Punkto politischer Bildung präsentiert sich die Lage am anderen Ende der Welt ähnlich wie in der Schweiz: Zwar lässt sich die Wahlkommission AEC den Bereich einiges kosten. Doch abgesehen vom Effort der Zentralbehörde herrscht ein buntes föderalistisches Patchwork. Während einige Bundesstaaten politische Bildung als eigenes Schulfach pflegen, wird sie anderswo an andere Fächer angehängt, beispielsweise an Englisch, sagt Jacqueline Laughland-Booÿ von der katholischen Universität Australiens in Brisbane.

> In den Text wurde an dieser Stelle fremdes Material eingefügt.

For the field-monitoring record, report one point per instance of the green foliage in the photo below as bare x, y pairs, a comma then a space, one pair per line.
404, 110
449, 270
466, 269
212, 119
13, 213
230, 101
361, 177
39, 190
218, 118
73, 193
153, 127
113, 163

Die Wahlpflicht übrigens datiert aus der Zeit des Ersten Weltkriegs: Da dieser auch unter Soldaten aus Australien einen hohen Blutzoll forderte, wurde die Wahlpflicht eingeführt. Dies, um die Repräsentativität und die Legitimation der Wahlen zu erhöhen.
Kantone
Als einziger Kanton in der Schweiz hat Glarus Stimmrechtsalter 16 (seit 2007).
Zahlen zur Teilnahme der jungen Glarnerinnen und Glarner sind nicht erhältlich. Aber Behördenvertreter sind sich einig, dass sich der Kreis der Landsgemeinden «sichtbar verjüngt» habe. (Glarus ist mit Appenzell Innerrhoden der letzte Kanton mit einer Landsgemeinde).
Die Forderung ist auch Thema in anderen Kantonen, so Bern, Luzern, Zürich und Zug.
Im Kanton Neuenburg haben die Stimmenden im Februar die Einführung klar abgelehnt.
Nationale Ebene
Am 10. September hat der Nationalrat eine parlamentarische Initiative für das Stimmrechtsalter 16 auf nationaler Ebene angenommen. Dies entgegen der Empfehlung seiner vorberatenden Kommission.
Der Vorstoss stammte von Sibel Arslan von den Grünen. Sagt auch der Ständerat Ja, wird das Parlament einen Gesetzesentwurf ausarbeiten.